The eggs incubate for 50 days until one day in spring the baby chicks hatch , one by one, spending two days burrowing out of the mound. They emerge from their nest fully feathered and as mature as a barnyard hen’s chicks are at 4 weeks. They are in danger as soon as they emerge from the mound, their first enemy being their own father who mistakes them for an intruder. Instinctively , they sit very still, camouflaged by the leaves on top of the mound.
They wait until their father is preoccupied else where and then run as fast as they can for shelter under nearby vegetation to begin their solitary life. Though they never bond with either parent, and are never taught the ways of the brush turkey , they are fully equipped to survive on their own… knowing how or what to eat and are able to fly as soon as they emerge from the nest.
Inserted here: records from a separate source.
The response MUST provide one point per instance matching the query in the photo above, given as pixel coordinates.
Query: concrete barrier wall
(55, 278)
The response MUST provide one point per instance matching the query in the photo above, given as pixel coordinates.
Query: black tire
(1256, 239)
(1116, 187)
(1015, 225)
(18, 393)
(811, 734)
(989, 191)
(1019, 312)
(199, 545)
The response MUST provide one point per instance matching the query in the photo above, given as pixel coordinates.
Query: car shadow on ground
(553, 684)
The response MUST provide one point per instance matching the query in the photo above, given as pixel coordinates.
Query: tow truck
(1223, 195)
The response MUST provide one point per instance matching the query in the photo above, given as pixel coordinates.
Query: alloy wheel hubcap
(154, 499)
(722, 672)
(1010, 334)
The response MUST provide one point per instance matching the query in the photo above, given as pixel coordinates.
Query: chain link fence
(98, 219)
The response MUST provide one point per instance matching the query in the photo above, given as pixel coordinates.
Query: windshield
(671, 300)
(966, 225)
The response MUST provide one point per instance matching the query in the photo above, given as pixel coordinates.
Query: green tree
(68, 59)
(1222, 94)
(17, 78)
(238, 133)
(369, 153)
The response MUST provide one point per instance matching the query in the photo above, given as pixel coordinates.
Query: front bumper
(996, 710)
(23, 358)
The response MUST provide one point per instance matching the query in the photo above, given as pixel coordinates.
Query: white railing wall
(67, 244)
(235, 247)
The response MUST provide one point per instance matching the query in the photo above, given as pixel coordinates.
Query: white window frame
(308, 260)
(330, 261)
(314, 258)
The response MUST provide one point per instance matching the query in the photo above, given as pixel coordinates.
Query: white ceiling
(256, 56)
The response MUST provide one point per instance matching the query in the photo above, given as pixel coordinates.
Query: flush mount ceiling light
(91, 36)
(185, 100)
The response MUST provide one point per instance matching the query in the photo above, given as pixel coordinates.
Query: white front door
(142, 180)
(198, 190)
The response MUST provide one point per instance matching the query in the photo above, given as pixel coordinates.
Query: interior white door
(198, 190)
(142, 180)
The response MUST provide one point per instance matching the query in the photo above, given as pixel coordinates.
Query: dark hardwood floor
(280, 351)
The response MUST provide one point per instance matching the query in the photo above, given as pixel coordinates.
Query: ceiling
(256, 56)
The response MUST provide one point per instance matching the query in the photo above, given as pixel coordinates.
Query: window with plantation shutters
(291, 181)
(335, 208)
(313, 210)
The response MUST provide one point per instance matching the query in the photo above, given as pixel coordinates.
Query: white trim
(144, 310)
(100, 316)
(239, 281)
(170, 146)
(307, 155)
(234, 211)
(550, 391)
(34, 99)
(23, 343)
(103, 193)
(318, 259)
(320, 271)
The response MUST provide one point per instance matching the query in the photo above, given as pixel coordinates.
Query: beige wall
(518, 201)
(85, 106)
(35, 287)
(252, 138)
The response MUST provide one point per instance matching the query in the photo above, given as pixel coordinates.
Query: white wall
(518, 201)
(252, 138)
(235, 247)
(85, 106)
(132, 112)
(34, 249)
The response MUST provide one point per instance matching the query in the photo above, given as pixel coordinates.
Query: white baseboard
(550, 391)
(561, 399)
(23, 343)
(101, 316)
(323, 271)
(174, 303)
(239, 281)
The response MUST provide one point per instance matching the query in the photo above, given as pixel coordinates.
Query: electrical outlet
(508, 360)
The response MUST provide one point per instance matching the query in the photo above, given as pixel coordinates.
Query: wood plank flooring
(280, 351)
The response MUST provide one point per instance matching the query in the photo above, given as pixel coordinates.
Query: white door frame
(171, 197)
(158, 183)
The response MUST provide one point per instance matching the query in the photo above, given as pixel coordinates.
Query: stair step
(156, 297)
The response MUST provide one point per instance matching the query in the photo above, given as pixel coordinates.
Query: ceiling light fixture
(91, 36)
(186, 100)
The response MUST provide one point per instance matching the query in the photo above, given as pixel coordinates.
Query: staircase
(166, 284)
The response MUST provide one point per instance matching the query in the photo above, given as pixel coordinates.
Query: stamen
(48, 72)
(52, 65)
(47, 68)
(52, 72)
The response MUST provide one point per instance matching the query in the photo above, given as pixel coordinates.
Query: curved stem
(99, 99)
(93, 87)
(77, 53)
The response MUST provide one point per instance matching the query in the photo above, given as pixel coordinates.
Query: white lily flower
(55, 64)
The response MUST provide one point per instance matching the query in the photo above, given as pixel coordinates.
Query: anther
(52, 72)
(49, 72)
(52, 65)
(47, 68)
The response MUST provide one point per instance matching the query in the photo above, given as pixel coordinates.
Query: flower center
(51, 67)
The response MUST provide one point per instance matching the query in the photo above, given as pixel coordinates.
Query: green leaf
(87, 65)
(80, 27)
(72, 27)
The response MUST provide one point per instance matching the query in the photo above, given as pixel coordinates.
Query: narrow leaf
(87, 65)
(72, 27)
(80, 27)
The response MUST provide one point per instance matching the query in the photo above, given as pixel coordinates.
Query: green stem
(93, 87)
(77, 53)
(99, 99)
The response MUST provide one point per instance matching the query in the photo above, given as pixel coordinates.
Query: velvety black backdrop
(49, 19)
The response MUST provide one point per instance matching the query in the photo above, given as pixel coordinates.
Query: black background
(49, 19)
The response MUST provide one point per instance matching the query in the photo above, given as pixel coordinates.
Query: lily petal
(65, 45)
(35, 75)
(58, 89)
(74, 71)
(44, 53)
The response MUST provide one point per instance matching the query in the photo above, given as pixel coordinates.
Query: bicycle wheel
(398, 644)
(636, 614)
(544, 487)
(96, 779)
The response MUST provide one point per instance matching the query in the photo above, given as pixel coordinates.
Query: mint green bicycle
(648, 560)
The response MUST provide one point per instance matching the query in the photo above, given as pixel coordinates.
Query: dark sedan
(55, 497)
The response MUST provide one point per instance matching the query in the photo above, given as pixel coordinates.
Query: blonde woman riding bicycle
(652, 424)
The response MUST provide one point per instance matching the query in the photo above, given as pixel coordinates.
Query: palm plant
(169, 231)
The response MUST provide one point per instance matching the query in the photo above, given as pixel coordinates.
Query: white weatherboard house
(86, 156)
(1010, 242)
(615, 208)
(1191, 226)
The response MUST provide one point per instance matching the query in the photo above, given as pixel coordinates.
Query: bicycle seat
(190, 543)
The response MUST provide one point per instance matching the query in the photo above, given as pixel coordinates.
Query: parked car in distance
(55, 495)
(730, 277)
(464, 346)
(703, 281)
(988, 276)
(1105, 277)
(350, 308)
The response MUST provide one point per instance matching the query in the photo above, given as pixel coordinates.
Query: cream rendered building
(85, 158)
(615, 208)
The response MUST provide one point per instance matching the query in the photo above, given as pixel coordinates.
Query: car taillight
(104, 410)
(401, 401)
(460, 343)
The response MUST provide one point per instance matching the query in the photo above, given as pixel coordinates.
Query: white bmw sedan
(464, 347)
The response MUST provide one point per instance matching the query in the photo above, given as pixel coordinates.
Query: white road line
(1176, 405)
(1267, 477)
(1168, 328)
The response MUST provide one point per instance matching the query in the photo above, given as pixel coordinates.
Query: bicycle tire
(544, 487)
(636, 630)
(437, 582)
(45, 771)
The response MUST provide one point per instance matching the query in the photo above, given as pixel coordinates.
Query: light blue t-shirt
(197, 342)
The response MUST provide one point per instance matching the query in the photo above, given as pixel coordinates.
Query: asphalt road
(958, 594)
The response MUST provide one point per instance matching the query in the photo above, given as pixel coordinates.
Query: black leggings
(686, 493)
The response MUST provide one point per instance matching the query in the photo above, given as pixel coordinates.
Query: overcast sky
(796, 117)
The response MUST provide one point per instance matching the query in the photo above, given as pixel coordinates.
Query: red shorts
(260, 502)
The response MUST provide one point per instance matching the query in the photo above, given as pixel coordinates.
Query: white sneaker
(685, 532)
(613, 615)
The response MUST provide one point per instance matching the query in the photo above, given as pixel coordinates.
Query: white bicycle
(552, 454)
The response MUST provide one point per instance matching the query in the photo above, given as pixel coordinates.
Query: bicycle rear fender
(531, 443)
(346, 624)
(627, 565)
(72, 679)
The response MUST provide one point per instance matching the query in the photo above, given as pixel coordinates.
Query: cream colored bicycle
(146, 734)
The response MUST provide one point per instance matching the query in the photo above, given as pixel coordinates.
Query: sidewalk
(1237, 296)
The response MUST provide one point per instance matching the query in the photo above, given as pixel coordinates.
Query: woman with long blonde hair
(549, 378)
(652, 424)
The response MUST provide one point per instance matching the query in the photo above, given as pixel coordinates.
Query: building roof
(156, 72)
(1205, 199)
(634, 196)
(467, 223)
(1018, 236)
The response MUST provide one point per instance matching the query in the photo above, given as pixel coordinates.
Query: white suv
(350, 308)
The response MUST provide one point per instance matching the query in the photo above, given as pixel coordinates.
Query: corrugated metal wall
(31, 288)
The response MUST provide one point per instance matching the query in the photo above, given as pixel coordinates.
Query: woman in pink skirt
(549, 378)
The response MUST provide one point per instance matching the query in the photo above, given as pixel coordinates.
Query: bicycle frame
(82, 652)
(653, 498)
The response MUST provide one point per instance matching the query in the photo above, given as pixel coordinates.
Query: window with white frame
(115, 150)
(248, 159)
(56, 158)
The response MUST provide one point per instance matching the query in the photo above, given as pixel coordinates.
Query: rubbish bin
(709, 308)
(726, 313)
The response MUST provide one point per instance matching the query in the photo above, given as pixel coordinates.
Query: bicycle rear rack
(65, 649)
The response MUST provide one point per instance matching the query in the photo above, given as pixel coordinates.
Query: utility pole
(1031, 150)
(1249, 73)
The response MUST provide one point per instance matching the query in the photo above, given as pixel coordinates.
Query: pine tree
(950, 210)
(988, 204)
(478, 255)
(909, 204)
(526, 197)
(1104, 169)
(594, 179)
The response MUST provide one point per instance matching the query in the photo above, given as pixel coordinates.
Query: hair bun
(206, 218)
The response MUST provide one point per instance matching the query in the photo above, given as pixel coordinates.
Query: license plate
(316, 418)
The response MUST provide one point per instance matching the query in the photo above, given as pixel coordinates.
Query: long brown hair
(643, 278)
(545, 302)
They will spend the next few years of their life alone, watching and waiting to start the whole process all over again.
What an amazing software program is built into these bird-brained turkeys!!
From the largest whale to the tiniest bug, every creature in God's creation has a unique life cycle… each tells a wonderful story of God’s wisdom told with such imaginative detail that only the mind of an infinitely wise Creator could have conceived of it.
4 comments:
So precise He is, isn't He? He definitely knows what He's doing. Some lines from one of the songs I've written: "He is so amazing
His thoughts complete
Although we are changing
He guides our feet"~by Demara
My favorite line is: "His thoughts complete"
That is an amazing story. Perhaps our blog friend Carolanne could send some pictures of this. Wow, how can anyone say there is no God? That is incomprehendable. I like the joke too. Very cute.
Demara, why don't you post the words to your song on your blog? They sound so inspired.....I love your favorite line too..
I thought of Carolanne, Lovella, when I posted this blog...maybe she will comment....
So seven months later I read this fascinating post and its comments and realise that I should have read and commented sooner. :)
I hadn't heard of the Australian Brush Turkey nor have I ever seen one. - It is an amazing story though!